During World Youth Day, the Pope proclaimed to the crowd that “the scourge of drug trafficking, which promotes violence and sows suffering and death, compels society as a whole to act courageously,” adding that legalization would not give “a reduction in the spread and influence of drug addiction.”
The Catechism of the Catholic Church also deals with drug use, stating that “drug use inflicts very serious damage to human health and life. Their use, except for strictly therapeutic purposes, constitutes a serious offense. The illegal production and trafficking of drugs are scandalous practices. They constitute direct cooperation with evil, since they encourage people to practice seriously contrary to the moral law ”(2291). The Catechism also demands the protection of the political community of the family against threats to safety and health such as drugs, pornography and alcoholism (2211).
Father Chris Collins, vice president of mission at St. Thomas University at St. Paul and a systematic theologian, or who seeks to organize religious truths into a cohesive whole, emphasized the dignity of each human person and the plan of God for human development. .

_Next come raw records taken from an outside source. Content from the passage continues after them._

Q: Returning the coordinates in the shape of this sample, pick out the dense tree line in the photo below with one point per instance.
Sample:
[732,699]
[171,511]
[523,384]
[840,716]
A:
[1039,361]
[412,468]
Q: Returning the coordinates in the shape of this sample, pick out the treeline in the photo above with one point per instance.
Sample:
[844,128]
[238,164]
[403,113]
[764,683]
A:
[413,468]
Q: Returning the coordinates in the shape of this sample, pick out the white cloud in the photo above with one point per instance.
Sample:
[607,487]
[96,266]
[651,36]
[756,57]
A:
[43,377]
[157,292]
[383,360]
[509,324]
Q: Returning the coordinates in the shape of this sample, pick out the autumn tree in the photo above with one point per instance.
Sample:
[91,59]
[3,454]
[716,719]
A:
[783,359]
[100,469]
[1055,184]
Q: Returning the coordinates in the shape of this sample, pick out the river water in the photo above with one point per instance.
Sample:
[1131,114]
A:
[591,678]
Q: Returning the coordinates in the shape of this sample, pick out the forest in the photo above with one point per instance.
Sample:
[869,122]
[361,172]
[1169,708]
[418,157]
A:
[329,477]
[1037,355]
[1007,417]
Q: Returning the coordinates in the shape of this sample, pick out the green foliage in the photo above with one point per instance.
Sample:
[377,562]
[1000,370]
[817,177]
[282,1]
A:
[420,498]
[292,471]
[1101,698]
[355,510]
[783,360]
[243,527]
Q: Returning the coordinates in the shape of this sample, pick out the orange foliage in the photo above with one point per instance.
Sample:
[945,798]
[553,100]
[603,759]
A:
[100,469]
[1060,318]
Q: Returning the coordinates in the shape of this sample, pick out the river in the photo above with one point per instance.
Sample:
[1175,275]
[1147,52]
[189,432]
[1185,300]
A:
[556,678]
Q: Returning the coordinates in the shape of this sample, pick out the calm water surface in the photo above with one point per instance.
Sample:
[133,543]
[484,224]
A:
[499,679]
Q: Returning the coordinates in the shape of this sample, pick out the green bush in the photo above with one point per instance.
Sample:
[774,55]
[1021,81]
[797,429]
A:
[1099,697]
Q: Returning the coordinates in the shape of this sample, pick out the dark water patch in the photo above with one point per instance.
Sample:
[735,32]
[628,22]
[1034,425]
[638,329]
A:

“Not all substance abuse is good for the person,” said Father Collins. “Each person should weigh these considerations. Does this help me to be fully alive? “
Social considerations include protecting the mental health of young people, including concerns about feelings of isolation and the lack of desire to do meaningful work that recreational drugs can bring, he said.
Father Collins recognized the need to discuss the issue of marijuana and the changing landscape as the medical use of marijuana came into play.
“Medical marijuana was seen as a potential good,” he said. “But the next step is recreational use? It is certainly more problematic.
Although the MCC is strongly against recreational marijuana, the conference was neutral on the medical use of the drug, which has been legal in Minnesota since 2014. Do not take a position one way or another is a nuanced position, Mgr. Rohlfs said.
“People who oppose it (medical marijuana) will say it’s a slippery slope. Which is right, “he said.” And if you deny it (medical marijuana) people will say, ‘You want this person to suffer.’ It just depends. It’s a prudential decision. Would using this medical marijuana be a prudent decision right now? And the Church doesn’t want to get into how you regulate that.